他们已经通过无数次血与泪的教训总结出经验。
陛下的脾气好不好,取决于陛下的心情。
大多数情况下,陛下都能保持宽大的心胸。即使能看得透他们花样百出的小把戏,也懒得与他们计较。
如今却正好赶上身体向来健康的陛下,难得病倒的时候。
没人愿意冒着惹怒长平帝的风险,给自己找麻烦。
朝臣们比怕麻烦的纪靖柔和纪明通更怕有人在大朝会闹事,他们恨不得能立刻散朝,然后以最快的速度跑出皇宫,杜绝任何惹怒长平帝的可能。
纪新雪不信邪的点名刺头,转头看向御史台的方向,“我听闻刘御史昨日与平北侯世子当街对骂,可是有误会?”
刘御史感觉到同僚们犹如实质的目光,立刻跪倒,毫不犹豫的道,“只是误会,幸而平北侯世子宽宏大量,已经原谅臣的冒犯。
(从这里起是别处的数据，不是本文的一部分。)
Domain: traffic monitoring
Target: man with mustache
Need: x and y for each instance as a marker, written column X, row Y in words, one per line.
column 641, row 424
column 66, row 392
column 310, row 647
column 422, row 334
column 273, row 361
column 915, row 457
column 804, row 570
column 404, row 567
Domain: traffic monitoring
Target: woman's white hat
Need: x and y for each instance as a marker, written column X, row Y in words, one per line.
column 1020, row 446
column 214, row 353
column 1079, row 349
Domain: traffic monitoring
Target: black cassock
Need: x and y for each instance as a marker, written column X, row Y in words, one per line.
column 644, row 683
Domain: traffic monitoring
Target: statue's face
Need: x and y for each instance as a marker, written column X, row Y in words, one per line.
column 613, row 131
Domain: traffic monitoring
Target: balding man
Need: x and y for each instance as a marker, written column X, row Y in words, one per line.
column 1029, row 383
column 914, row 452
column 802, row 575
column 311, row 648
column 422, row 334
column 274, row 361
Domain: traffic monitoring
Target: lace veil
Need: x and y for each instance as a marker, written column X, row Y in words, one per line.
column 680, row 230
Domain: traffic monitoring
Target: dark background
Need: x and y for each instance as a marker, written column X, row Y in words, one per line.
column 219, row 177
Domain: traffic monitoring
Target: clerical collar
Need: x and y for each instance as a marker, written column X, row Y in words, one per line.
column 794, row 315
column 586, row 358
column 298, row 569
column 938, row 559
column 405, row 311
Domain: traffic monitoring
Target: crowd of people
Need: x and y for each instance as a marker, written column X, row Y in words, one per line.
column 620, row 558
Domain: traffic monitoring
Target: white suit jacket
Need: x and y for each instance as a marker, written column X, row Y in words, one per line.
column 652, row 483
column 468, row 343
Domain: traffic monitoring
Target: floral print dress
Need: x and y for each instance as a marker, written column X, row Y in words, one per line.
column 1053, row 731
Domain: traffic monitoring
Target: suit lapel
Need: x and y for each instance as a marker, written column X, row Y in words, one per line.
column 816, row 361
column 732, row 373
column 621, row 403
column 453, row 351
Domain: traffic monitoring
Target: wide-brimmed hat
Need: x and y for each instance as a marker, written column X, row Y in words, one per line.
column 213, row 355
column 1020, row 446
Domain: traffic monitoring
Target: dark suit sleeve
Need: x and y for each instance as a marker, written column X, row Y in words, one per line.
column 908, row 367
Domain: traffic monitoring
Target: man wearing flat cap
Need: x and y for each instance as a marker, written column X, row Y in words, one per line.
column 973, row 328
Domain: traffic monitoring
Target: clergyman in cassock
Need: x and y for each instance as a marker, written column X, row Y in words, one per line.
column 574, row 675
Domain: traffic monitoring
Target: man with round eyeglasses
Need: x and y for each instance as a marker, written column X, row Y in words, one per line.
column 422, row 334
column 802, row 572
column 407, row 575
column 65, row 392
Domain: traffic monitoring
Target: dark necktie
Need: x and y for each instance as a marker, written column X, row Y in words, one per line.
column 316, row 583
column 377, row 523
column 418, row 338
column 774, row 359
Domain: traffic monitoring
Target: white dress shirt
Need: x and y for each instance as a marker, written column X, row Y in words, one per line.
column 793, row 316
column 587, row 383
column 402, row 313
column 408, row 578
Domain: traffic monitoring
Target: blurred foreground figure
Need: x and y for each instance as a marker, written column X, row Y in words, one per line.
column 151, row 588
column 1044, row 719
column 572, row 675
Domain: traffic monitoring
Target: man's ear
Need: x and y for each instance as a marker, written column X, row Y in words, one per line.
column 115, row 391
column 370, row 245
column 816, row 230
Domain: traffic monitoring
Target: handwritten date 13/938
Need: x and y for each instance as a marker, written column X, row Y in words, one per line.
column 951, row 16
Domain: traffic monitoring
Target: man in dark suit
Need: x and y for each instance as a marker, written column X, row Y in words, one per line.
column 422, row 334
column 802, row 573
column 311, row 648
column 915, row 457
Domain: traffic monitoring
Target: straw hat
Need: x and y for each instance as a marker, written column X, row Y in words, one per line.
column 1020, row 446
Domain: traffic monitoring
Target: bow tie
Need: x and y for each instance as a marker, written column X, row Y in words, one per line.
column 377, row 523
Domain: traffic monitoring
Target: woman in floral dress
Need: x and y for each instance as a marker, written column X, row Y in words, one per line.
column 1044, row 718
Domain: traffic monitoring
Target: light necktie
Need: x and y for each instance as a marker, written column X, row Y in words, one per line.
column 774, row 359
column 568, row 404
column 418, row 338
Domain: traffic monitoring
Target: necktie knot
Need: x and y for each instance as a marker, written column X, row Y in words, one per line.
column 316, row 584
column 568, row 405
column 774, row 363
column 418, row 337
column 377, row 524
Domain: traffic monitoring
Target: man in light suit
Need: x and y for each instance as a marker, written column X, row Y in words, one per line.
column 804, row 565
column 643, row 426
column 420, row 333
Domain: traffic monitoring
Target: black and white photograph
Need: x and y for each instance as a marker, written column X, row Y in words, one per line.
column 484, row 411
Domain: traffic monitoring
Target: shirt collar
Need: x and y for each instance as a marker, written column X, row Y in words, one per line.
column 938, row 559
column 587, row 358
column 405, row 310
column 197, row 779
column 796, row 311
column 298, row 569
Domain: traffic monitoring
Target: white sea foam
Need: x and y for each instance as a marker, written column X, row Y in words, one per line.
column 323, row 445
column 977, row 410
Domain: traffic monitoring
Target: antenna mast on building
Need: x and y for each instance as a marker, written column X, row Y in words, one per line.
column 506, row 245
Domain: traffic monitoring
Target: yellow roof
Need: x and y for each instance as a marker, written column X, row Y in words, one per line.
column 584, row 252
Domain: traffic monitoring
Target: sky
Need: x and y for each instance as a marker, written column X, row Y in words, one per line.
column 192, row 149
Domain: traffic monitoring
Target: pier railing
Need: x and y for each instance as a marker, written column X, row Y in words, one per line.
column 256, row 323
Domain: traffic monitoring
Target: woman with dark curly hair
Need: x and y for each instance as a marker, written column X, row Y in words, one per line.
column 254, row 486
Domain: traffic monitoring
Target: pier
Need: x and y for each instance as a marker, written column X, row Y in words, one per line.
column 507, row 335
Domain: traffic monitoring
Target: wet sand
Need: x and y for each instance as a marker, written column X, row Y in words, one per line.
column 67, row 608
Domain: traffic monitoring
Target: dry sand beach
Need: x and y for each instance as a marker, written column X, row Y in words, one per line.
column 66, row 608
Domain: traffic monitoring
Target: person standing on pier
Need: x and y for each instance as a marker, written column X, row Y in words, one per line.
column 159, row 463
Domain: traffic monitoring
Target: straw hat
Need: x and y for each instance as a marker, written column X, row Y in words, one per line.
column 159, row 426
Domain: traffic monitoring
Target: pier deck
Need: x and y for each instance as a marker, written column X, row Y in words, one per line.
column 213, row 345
”
平北侯发出几不可闻的冷哼,碍于身侧之人的提醒,不得不出列证实刘御史的话。
他粗声粗气的道,“犬子自小在北疆长大,礼数不周先怠慢刘御史在前,刘御史……知错能改,善莫大焉。”
刘御史默默握紧官袍下的手掌,在心底狠狠为粗鲁的武夫记了一笔。
纪新雪见状,眉宇间的温和彻底化为冷漠。
从不认错御史台?
皆是尔过北疆将?
为什么阿耶不在,你们就忽然变得如此善解人意?
即使再怎么想让朝臣替他吸引长平帝的目光,纪新雪也不能在北疆将领和长安朝臣同时让步的情况下,硬是举起双方的手逼他们扯头花。
时隔将近两个月,纪新雪终于又在大朝会的时候见到巳时的太阳。
等朝臣皆顺着敞开的大门鱼贯而出,纪新雪才缓步走出大殿。
他昂头望向还没升到头顶的太阳,陷入沉思。
令阿耶偷懒的目标已经达成,接下来应该怎么做才能逃脱‘毒打’?
纪新雪思来想去,终究还是没往宫外逃,若无其事的回凤翔宫书房处理最新的折子。
纪靖柔和纪明通去花园中逛了两圈才到凤翔宫点卯。
她们刚进凤翔宫大门,就看到背着小黑熊的春晓和抱着绿孔雀的晴风。
“给宝鼎公主、金明公主请安。”颜梦双手抱拳行武将礼,春晓和晴风因为小黑熊和绿孔雀只能弯曲膝盖当成行礼。
纪明通伸头靠近小黑熊,眉宇间满是迟疑。
怎么有点像阿耶的爱宠?
可是阿耶的爱宠,应该在由金吾卫看管的御兽园中。就算阿耶想念爱宠,想要召其消磨时间,也不该是阿雪的宫人去办这件事。